Words...and words

Sunday, November 16, 2008

Investment Banking: The Future

Disclaimers first: I work in a publicly listed investment bank. Hence any criticism directed towards employees of investment banks in this series of articles I hope to write over the next 6-18 months is also applicable to me.

The financial upheavals that have occurred since mid-2007, particularly the events of this year, have forced me to rethink my beliefs about the functioning of financial services firms and the desirability of changing their structure / state of regulation. I am of course fiercely libertarian, and do not easily come around to accepting the interference of the state in economic affairs or personal freedoms.
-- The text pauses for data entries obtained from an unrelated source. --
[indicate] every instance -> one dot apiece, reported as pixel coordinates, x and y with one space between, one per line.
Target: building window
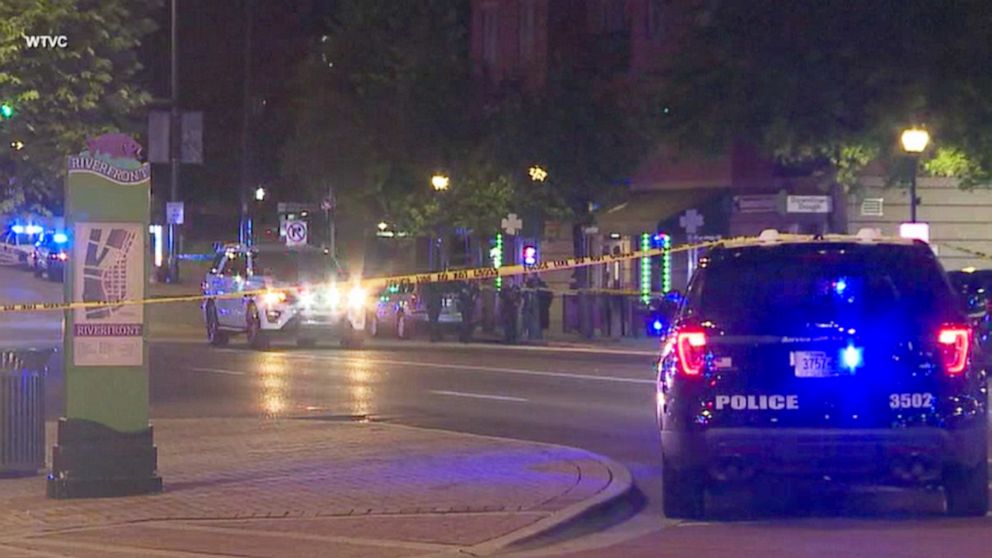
490 35
607 16
654 19
528 17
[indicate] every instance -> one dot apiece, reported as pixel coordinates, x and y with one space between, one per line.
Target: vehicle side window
235 265
218 261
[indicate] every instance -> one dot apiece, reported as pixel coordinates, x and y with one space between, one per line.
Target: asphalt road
600 402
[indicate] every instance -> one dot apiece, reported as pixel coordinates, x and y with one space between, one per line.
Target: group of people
527 305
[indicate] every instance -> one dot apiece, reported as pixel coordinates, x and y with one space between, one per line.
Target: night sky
211 69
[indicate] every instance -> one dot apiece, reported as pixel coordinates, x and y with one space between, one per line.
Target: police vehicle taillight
690 347
954 342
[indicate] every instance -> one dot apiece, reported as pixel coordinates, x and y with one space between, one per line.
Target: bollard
22 412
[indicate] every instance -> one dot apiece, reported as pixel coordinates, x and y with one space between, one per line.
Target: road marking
479 395
219 371
465 367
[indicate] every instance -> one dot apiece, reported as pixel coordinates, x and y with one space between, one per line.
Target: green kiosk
105 445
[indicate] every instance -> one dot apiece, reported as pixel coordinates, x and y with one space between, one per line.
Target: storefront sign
808 204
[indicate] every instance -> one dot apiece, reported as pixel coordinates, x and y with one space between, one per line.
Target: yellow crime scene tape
968 251
470 274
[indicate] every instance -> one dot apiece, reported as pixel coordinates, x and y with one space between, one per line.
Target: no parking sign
296 233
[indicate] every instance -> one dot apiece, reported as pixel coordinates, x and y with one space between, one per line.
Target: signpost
105 442
175 213
296 233
691 221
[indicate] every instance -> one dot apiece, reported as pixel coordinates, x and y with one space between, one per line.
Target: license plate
813 364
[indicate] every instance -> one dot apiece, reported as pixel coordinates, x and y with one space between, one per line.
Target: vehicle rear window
765 290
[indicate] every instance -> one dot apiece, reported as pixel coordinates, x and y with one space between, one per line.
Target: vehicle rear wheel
306 342
215 336
967 490
683 492
257 338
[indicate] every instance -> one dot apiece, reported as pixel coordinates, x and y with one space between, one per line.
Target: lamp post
439 182
914 142
537 173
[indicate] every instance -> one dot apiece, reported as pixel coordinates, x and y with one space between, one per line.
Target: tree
834 82
61 96
386 99
382 104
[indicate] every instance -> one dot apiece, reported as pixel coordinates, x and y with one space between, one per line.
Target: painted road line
220 371
479 395
469 367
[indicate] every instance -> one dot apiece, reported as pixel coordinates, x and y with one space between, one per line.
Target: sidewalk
284 488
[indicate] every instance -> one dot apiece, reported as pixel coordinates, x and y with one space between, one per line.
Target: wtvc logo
46 41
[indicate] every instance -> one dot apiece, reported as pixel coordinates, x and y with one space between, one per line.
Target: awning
644 210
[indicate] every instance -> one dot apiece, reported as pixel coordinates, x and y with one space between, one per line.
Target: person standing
468 292
433 294
509 306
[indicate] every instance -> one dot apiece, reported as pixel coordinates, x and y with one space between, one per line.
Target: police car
17 244
301 293
845 358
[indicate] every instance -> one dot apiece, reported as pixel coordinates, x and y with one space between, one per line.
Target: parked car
17 244
271 291
50 256
842 358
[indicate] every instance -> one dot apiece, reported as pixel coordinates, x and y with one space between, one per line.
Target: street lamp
914 141
439 182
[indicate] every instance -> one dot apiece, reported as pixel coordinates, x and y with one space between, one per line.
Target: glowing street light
439 182
537 174
914 141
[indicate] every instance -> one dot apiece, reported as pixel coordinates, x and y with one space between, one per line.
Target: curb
620 486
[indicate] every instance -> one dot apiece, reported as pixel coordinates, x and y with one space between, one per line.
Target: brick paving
277 482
But this crisis has confronted me with plenty of evidence that the something has gone profoundly wrong with the working of the financial services industry (especially investment banks). I have given much thought over the last 3 months as to what exactly is broken and how it ought to be fixed. So far, I have few answers, but I continue to think and read what others have to say.
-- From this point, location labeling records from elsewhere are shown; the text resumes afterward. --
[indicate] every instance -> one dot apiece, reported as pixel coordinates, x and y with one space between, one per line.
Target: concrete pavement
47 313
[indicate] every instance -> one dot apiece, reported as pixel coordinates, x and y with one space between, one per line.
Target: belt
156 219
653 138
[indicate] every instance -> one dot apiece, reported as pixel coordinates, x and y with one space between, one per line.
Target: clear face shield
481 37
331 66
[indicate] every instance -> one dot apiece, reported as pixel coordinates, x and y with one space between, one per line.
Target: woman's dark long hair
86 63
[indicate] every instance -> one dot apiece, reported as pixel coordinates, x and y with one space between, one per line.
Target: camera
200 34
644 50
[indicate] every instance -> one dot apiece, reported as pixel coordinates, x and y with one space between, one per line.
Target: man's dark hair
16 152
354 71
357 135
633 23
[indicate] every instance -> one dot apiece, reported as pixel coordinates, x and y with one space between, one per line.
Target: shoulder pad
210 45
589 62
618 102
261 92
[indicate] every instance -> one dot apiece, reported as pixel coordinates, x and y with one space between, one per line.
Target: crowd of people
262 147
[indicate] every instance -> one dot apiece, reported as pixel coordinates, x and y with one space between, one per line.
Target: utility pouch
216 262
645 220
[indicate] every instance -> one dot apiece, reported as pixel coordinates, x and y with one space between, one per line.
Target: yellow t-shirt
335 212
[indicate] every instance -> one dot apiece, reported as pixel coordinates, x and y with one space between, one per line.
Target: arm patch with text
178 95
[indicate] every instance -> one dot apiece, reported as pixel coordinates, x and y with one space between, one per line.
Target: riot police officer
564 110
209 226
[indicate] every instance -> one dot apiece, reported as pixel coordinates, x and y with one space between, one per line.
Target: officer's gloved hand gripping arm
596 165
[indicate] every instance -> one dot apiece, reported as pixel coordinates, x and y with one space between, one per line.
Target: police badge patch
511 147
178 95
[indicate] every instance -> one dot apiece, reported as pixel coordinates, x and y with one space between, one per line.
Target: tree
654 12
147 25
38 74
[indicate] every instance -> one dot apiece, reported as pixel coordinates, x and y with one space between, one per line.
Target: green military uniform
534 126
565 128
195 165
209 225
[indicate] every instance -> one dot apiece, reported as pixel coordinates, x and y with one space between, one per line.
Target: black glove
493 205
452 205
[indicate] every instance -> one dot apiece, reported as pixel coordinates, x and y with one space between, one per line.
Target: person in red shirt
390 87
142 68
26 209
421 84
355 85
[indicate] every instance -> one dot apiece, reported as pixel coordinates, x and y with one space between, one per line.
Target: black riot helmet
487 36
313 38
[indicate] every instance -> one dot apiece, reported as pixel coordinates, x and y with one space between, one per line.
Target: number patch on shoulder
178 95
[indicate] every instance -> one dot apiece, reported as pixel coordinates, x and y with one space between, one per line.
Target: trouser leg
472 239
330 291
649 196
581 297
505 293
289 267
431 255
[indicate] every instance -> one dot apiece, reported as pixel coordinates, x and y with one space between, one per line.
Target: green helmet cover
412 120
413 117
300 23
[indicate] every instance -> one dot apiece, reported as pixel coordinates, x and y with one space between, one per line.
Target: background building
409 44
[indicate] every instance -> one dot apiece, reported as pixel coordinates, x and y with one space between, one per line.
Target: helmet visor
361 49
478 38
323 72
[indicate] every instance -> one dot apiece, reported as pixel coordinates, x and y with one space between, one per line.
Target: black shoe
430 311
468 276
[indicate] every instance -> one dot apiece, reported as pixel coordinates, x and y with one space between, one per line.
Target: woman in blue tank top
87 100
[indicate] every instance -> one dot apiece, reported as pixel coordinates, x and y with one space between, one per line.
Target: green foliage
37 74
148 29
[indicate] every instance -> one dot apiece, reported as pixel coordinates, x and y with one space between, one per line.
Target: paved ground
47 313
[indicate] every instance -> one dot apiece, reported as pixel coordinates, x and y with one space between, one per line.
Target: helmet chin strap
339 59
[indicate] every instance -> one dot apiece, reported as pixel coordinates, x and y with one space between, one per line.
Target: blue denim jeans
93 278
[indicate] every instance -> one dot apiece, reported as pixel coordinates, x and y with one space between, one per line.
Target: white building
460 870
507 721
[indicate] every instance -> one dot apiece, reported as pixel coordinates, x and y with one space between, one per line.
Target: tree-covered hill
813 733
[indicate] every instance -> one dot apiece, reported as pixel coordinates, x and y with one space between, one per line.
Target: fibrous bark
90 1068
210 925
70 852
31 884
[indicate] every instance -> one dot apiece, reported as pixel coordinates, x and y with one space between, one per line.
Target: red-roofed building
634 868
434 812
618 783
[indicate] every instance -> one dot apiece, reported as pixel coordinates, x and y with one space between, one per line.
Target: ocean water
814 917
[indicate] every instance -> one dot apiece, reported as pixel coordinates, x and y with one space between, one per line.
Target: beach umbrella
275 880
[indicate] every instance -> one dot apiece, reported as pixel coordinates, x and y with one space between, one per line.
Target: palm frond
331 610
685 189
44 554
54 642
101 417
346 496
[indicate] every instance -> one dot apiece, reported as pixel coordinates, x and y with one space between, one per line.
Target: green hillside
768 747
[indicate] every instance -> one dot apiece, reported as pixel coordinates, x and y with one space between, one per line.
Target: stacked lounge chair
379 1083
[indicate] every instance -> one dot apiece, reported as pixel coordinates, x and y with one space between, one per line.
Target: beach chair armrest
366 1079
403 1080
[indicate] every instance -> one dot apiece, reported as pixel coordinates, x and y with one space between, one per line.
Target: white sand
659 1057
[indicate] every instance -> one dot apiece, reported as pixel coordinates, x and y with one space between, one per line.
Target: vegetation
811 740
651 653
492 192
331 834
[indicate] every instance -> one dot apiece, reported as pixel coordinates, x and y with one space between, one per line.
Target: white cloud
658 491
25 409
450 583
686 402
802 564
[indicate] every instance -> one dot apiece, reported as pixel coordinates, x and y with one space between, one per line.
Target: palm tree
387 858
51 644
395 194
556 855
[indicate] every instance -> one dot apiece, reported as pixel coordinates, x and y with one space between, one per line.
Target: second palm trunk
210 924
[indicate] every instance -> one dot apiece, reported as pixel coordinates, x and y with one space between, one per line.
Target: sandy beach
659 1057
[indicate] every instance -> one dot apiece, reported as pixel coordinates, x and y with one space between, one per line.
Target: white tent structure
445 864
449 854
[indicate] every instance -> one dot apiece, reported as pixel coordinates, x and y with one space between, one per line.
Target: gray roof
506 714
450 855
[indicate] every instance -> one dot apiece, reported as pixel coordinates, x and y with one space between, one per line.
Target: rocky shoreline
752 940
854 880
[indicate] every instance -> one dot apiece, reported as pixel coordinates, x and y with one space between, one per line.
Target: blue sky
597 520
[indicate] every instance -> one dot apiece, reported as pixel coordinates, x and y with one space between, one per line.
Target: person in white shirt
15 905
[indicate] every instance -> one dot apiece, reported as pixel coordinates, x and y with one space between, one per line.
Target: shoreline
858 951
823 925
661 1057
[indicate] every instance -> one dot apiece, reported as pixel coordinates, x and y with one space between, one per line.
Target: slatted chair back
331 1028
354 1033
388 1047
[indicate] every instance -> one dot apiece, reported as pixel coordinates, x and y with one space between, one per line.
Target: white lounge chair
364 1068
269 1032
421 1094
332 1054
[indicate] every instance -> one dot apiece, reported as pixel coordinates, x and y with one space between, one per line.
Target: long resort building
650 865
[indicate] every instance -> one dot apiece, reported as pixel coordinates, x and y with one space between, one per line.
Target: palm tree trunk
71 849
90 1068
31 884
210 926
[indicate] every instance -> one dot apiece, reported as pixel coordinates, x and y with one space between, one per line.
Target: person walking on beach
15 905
Two very interesting articles have come to my attention this week. One is "The End of Wall Street's Boom" by Michael Lewis, of "Liar's Poker" fame, in a long article in Portfolio.com. The other is an Op-Ed piece in the NY Times ("Our Risk, Wall Street's Reward") by another Street insider, William Cohan. Among other things, both argue that the crucial problem that has arisen in the functioning of investment banks is that they have transformed from being private partnerships to publicly listed corporations (Merrill in 1971, Bear Stearns in 1985, Morgan Stanley and Salomon Brothers in 1986, Lehman in 1994, Goldman in 1999, to name the most prominent). This has created a serious principal-agent problem where shareholders (owners) cannot control their agents (executive managers who run the firms) as the latter go on taking gargantuan risks or fleecing clients regardless of the longer-term impact on the firms' reputation and capital. I have lately come to believe that publicly listed investment banks are conduits for transferring money from shareholders and national treasuries (in the form of the inevitable bailouts) to employees with probably incommensurate benefits for the economy. Whether the nature of the conduit that I postulate and whether the probably are true is something that I need to investigate further to uncover. Even if these are true, the solution of the problem will need more thought...hopefully I will write more on this topic this year and the next.